I have already increased the size of the driver to account for the large shuffle:

spark.driver.memory = 16g
spark.driver.maxResultSize = 8g

The executors are R5.xlarge with the following conf:

spark.executor.cores = 4
spark.executor.memory = 18971M
spark.yarn.executor.memoryOverheadFactor = 0.1875

This is well below the max accordiing to AWS: https://docs.aws.amazon.com/emr/latest/ReleaseGuide/emr-hadoop-task-config.html#emr-hadoop-task-config-r5

yarn.nodemanager.resource.memory-mb = 24576

I understand I need to tweak spark.yarn.executor.memoryOverheadFactor here to allow space for the massive overhead associated with this many partitions. Hopefully that will be the last change needed there.

Shuffle Timeout

20/07/01 15:59:39 ERROR TransportChannelHandler: Connection to ip-10-102-116-184.ec2.internal/10.102.116.184:7337 has been quiet for 600000 ms while there are outstanding requests. Assuming connection is dead; please adjust spark.network.timeout if this is wrong.
20/07/01 15:59:39 ERROR TransportResponseHandler: Still have 8 requests outstanding when connection from ip-10-102-116-184.ec2.internal/10.102.116.184:7337 is closed
20/07/01 15:59:39 ERROR OneForOneBlockFetcher: Failed while starting block fetches

I've adjusted this timeout as follows:

spark.network.timeout = 600

I can further increase the spark.network.timeout in the conf to quiet this and wait longer. I would rather reduce the Shuffle Read Blocked Time, this is ranging from 1min to 30min. Is there a way to increase the communication rate between nodes?

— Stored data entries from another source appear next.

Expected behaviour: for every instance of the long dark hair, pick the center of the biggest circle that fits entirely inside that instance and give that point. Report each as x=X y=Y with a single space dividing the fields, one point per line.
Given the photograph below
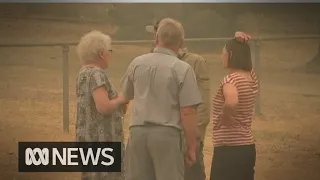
x=239 y=55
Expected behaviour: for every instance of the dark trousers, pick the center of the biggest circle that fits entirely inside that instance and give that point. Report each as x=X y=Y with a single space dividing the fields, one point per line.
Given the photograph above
x=233 y=163
x=196 y=171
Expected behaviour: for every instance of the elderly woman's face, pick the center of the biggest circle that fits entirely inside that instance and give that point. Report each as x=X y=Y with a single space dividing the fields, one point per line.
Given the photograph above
x=225 y=57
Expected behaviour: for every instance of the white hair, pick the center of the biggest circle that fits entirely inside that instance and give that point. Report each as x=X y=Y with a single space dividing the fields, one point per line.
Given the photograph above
x=91 y=44
x=170 y=32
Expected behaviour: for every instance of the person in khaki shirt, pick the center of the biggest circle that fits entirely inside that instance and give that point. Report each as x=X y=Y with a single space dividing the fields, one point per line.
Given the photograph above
x=200 y=67
x=166 y=97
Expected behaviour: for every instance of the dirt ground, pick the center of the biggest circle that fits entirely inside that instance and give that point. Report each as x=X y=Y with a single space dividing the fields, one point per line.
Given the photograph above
x=287 y=132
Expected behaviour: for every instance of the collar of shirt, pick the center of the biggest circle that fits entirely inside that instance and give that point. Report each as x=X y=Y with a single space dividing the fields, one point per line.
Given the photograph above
x=164 y=51
x=182 y=53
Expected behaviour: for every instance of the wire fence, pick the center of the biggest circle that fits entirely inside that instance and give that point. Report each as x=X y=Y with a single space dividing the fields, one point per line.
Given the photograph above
x=65 y=48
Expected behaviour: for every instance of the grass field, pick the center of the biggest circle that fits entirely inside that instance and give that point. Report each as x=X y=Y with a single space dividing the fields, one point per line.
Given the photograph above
x=287 y=133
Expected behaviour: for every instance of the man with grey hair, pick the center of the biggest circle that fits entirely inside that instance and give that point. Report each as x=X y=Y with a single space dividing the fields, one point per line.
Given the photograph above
x=200 y=67
x=166 y=97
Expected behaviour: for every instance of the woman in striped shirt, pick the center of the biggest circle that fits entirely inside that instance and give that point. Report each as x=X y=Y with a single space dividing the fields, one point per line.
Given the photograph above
x=233 y=109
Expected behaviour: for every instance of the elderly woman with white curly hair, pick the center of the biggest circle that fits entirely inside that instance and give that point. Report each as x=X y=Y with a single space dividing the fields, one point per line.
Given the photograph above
x=99 y=108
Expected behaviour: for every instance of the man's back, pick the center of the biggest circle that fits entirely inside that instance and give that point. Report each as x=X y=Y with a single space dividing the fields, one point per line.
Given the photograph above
x=157 y=79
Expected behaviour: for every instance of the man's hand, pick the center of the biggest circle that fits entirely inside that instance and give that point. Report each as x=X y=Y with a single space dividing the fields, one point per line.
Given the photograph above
x=242 y=37
x=190 y=157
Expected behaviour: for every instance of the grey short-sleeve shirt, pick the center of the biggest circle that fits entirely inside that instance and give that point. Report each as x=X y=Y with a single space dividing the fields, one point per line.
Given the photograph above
x=160 y=85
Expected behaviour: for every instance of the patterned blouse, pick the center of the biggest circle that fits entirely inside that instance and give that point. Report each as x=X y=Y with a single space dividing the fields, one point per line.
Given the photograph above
x=91 y=126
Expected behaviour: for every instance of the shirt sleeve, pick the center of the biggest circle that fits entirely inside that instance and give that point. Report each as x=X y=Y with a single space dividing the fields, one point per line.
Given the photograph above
x=127 y=83
x=98 y=79
x=189 y=94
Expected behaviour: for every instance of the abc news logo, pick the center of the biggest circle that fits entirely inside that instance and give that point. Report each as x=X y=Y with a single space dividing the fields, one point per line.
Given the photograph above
x=70 y=157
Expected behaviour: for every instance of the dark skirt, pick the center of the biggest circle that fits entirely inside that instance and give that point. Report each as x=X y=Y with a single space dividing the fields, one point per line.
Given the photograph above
x=233 y=163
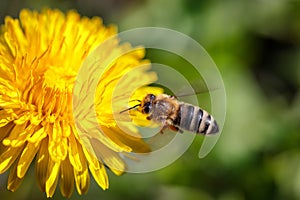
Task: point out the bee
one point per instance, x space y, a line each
176 115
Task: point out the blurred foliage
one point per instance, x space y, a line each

I have tried adjusting the following settings, but can't seem to improve this speed:

spark.reducer.maxSizeInFlight = 512m
spark.shuffle.io.numConnectionsPerPeer = 5
spark.shuffle.io.backLog = 128

What do I need to tune to decrease the Shuffle Read Blocked Time on AWS EMR?

Solution

For OOM on executors , do this. It solved the issue for us. from : https://aws.amazon.com/blogs/big-data/best-practices-for-successfully-managing-memory-for-apache-spark-applications-on-amazon-emr/

Even if all the Spark configuration properties are calculated and set correctly, virtual out-of-memory errors can still occur rarely as virtual memory is bumped up aggressively by the OS. To prevent these application failures, set the following flags in the YARN site settings.

Best practice 5: Always set the virtual and physical memory check flag to false.

"yarn.nodemanager.vmem-check-enabled":"false",
"yarn.nodemanager.pmem-check-enabled":"false"

Reason for that : "Container killed by YARN for exceeding memory limits. 10.4 GB of 10.4 GB physical memory used" on an EMR cluster with 75GB of memory

To resolve shuffle-timeout, try to increase your storage(EBS volumes).